To encourage outstanding research in the field of non-small cell lung cancer, the company Takeda Oncology has announced a high-profile research award.Ann-Kathrin Daum's project was awarded second prize, worth 10,000 euros.

Ann-Kathrin Daum studied at the Ruhr University Bochum and the Friedrich Schiller University Jena.From 2017 to 2021, she completed her doctorate at the German Cancer Research Center in the Department of Cancer Genome Research, where she has been conducting research as a PostDoc since completing her doctorate.

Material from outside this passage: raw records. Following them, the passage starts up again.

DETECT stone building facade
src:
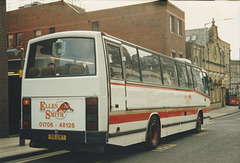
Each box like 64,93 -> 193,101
0,0 -> 8,137
186,19 -> 231,108
230,60 -> 240,97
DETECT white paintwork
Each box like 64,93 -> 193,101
22,31 -> 210,149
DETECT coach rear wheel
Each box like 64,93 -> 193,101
145,116 -> 160,150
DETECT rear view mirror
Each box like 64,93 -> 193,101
52,39 -> 66,57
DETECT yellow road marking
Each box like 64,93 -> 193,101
195,131 -> 209,136
153,144 -> 177,152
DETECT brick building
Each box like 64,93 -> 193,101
0,0 -> 8,137
186,19 -> 231,108
7,1 -> 185,66
230,60 -> 240,97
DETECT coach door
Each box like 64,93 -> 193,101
106,41 -> 126,111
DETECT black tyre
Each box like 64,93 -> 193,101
145,116 -> 160,150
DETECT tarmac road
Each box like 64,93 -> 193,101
0,107 -> 240,163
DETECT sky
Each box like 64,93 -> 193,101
7,0 -> 240,60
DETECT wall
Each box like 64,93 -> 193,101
7,1 -> 185,57
0,0 -> 9,137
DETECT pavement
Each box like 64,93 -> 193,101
0,106 -> 240,162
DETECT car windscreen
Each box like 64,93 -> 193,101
26,38 -> 96,78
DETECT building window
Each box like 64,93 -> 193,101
34,29 -> 42,37
49,27 -> 55,33
16,33 -> 22,46
171,52 -> 176,58
186,36 -> 191,41
7,34 -> 13,48
170,15 -> 175,33
92,21 -> 99,31
178,20 -> 182,36
178,54 -> 182,58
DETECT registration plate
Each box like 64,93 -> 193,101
48,134 -> 67,140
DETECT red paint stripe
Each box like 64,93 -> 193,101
109,108 -> 210,125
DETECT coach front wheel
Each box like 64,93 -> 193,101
145,116 -> 160,150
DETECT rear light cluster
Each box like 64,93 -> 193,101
86,98 -> 98,131
22,98 -> 31,128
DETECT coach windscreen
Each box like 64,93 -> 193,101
26,38 -> 96,78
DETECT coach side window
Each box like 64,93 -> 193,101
139,50 -> 162,84
161,57 -> 178,86
187,66 -> 193,88
107,44 -> 123,79
177,63 -> 188,87
123,45 -> 140,81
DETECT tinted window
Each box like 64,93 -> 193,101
123,45 -> 140,81
107,44 -> 123,79
139,50 -> 162,84
161,58 -> 178,86
187,66 -> 193,88
177,63 -> 188,87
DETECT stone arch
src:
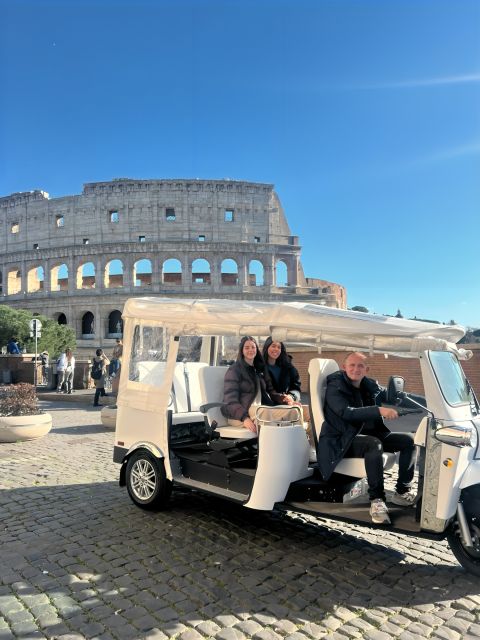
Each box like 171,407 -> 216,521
220,258 -> 239,287
105,258 -> 123,289
50,263 -> 68,291
133,258 -> 152,287
82,311 -> 95,340
76,262 -> 96,289
248,260 -> 265,287
27,266 -> 45,293
275,260 -> 288,287
107,309 -> 123,338
53,311 -> 68,324
162,258 -> 182,284
192,258 -> 212,284
7,269 -> 22,296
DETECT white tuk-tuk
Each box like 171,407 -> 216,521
114,298 -> 480,576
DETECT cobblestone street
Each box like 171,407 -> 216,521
0,402 -> 480,640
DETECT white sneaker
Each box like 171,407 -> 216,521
389,491 -> 417,507
370,498 -> 390,524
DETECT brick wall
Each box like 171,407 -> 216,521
290,344 -> 480,398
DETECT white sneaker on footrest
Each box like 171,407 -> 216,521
370,498 -> 391,524
389,491 -> 417,507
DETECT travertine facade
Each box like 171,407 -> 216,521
0,179 -> 346,351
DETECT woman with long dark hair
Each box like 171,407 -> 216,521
263,337 -> 301,404
222,336 -> 286,433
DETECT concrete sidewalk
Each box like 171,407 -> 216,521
37,387 -> 117,405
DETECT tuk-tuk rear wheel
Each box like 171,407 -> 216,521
126,449 -> 172,510
447,517 -> 480,577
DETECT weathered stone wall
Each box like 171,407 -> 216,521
0,179 -> 346,350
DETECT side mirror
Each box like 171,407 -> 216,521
387,376 -> 405,404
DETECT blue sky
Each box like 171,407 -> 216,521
0,0 -> 480,327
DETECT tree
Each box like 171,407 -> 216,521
0,305 -> 76,358
352,306 -> 368,313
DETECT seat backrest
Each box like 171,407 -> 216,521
198,367 -> 228,425
308,358 -> 339,442
170,362 -> 208,413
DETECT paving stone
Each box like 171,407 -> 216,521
195,620 -> 221,638
217,627 -> 247,640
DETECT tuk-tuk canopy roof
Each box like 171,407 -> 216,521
123,297 -> 471,359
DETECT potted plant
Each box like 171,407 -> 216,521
0,382 -> 52,442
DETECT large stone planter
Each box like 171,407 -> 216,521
0,413 -> 52,442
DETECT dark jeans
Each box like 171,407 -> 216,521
93,387 -> 106,407
345,433 -> 415,500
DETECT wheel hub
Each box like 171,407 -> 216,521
131,460 -> 157,500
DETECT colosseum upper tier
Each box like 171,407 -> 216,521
0,179 -> 346,351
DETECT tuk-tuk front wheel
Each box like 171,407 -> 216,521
125,450 -> 172,510
447,515 -> 480,577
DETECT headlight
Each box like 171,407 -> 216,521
435,426 -> 478,447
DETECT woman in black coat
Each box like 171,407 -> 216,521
222,336 -> 286,433
263,338 -> 301,404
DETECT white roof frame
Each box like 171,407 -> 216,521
123,297 -> 471,359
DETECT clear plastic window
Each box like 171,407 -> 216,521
429,351 -> 473,407
128,325 -> 170,387
177,336 -> 202,362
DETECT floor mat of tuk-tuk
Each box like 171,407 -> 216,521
282,491 -> 420,534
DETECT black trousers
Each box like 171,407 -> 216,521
93,387 -> 105,407
345,433 -> 415,500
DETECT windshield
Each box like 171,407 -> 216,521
429,351 -> 475,407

With more than 3,000 employees, the German Cancer Research Center (Deutsches Krebsforschungszentrum, DKFZ) is Germany’s largest biomedical research institute. DKFZ scientists identify cancer risk factors, investigate how cancer progresses and develop new cancer prevention strategies. They are also developing new methods to diagnose tumors more precisely and treat cancer patients more successfully. The DKFZ's Cancer Information Service (KID) provides patients, interested citizens and experts with individual answers to questions relating to cancer.

To transfer promising approaches from cancer research to the clinic and thus improve the prognosis of cancer patients, the DKFZ cooperates with excellent research institutions and university hospitals throughout Germany:

  • National Center for Tumor Diseases (NCT, 6 sites)
  • German Cancer Consortium (DKTK, 8 sites)
  • Hopp Children's Cancer Center (KiTZ) Heidelberg
  • Helmholtz Institute for Translational Oncology (HI-TRON Mainz) - A Helmholtz Institute of the DKFZ
  • DKFZ-Hector Cancer Institute at the University Medical Center Mannheim
  • National Cancer Prevention Center (jointly with German Cancer Aid)
The DKFZ is 90 percent financed by the Federal Ministry of Education and Research and 10 percent by the state of Baden-Württemberg. The DKFZ is a member of the Helmholtz Association of German Research Centers.